How is a man meant to concentrate when his teaspoons keep disappearing? He looks back at the pictures he has been drawing on the paper napkins spread out on the table in front of him. He has drawn several straight lines and then a curved line over the top of them. He has been trying to imagine a way that the curved line might be shorter than the straight lines. 

He glances up at the clock to see that more time has passed than he had imagined. Why is it that cafe clocks move so much faster than office clocks? He has often wondered about that, and he has been developing a theory on it. He supposes that his colleagues at the patent office will be noticing his absence about now, and his supervisor will be asking questions as to his whereabouts. He had left a vague message about having an appointment to go to, but had just wandered the streets of Bern for some time before finding this cafe and coming in out of the cold. 

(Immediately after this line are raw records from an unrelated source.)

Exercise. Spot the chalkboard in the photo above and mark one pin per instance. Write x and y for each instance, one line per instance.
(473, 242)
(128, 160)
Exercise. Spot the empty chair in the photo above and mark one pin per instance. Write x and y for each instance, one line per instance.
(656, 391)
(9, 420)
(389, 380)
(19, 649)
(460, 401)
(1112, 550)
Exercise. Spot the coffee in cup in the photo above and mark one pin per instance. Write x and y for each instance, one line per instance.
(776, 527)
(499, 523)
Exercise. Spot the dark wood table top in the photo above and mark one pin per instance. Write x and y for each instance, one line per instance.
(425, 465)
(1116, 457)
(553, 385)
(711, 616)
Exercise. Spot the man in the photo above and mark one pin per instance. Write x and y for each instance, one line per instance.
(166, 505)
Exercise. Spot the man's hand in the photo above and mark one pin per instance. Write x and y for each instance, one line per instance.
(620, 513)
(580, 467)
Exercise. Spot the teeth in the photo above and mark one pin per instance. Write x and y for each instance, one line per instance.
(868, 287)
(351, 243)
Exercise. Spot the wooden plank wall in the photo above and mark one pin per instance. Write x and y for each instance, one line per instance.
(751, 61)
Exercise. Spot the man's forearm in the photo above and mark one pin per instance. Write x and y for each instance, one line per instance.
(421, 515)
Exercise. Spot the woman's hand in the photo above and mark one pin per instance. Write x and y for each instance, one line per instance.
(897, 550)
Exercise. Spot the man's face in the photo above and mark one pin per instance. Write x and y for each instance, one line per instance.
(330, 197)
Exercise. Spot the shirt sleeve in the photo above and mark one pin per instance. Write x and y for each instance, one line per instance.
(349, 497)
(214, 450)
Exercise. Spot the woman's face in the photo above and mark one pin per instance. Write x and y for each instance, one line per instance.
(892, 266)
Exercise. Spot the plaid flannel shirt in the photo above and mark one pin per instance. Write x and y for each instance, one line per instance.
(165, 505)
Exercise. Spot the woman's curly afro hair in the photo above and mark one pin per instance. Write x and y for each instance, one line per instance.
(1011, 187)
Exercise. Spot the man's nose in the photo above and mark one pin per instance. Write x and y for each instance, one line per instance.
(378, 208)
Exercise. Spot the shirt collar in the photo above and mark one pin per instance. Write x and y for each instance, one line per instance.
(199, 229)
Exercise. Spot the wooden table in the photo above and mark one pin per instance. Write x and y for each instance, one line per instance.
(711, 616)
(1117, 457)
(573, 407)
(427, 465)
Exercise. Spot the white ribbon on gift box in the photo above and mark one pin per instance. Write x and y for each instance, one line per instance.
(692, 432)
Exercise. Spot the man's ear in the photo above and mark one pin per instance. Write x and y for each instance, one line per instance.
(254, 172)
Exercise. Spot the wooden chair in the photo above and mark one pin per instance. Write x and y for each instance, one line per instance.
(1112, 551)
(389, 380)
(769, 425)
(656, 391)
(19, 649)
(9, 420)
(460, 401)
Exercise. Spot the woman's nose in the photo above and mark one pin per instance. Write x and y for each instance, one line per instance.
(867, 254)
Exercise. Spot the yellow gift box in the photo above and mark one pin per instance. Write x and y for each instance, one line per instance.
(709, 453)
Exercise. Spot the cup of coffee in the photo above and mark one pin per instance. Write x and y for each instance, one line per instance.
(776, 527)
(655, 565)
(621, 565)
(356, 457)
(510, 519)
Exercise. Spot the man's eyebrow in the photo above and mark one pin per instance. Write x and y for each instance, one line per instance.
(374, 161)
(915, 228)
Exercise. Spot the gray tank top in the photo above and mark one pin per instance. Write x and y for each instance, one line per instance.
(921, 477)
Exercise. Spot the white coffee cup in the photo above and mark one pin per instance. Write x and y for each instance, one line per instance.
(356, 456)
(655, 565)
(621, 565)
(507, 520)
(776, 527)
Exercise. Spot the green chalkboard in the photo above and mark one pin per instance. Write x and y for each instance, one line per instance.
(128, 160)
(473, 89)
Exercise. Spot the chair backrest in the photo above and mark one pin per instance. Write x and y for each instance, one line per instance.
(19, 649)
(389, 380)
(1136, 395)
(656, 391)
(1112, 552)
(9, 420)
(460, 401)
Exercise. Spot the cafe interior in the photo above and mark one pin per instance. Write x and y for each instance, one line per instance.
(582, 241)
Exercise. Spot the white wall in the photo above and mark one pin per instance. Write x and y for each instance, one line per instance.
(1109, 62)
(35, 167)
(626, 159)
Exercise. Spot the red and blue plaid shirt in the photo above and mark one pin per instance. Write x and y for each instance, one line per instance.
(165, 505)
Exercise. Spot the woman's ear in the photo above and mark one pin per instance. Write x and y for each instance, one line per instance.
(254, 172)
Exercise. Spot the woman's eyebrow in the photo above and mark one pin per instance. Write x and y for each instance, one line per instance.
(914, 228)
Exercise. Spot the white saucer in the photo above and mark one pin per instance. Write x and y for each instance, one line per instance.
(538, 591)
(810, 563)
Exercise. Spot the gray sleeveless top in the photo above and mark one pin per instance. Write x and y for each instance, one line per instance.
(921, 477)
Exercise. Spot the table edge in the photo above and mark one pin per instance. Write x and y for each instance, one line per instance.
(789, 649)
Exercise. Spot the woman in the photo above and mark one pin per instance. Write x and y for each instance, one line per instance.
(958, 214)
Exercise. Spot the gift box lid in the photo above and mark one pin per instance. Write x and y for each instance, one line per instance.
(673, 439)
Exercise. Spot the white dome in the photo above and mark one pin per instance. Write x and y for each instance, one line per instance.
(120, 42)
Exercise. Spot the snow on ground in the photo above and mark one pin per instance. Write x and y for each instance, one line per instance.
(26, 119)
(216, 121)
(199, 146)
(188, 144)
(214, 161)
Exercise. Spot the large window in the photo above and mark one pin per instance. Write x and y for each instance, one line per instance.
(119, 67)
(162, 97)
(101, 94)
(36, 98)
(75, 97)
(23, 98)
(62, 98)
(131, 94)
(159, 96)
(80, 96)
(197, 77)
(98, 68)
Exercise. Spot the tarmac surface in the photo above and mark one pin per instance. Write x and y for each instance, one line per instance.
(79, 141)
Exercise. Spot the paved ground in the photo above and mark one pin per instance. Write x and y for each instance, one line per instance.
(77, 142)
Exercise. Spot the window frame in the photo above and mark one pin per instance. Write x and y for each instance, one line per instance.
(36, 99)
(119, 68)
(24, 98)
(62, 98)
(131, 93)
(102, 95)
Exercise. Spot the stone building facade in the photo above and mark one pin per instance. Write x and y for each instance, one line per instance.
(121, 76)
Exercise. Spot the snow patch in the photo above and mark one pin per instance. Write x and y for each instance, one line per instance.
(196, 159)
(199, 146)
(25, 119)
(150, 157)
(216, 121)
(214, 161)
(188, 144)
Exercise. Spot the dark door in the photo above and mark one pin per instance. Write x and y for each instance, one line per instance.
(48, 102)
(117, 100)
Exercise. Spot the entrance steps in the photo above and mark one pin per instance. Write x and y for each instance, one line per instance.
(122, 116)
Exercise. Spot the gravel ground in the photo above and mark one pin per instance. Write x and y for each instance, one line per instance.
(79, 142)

Walking helps him think, but he is having no luck with it today.  And now his concentration is going to be ruined by these two women, who, he can see, are pushing chairs aside and making their way across to the table beside him. He is far too easily distracted by women, he knows. As does his long-suffering wife Mileva.

One of the two has bright red hair, barely restrained from chaos by a small hat, and the other has dark straight hair and a large black mole by her nose. The sort that absorbs your attention over any other features. They are both generously-built women and take up as much room as their baby carriages. And they are loud. Talking to each other as if a vast space separates them. 

To his consternation, they not only position themselves at the closest table, but block him into the corner with their carriages.  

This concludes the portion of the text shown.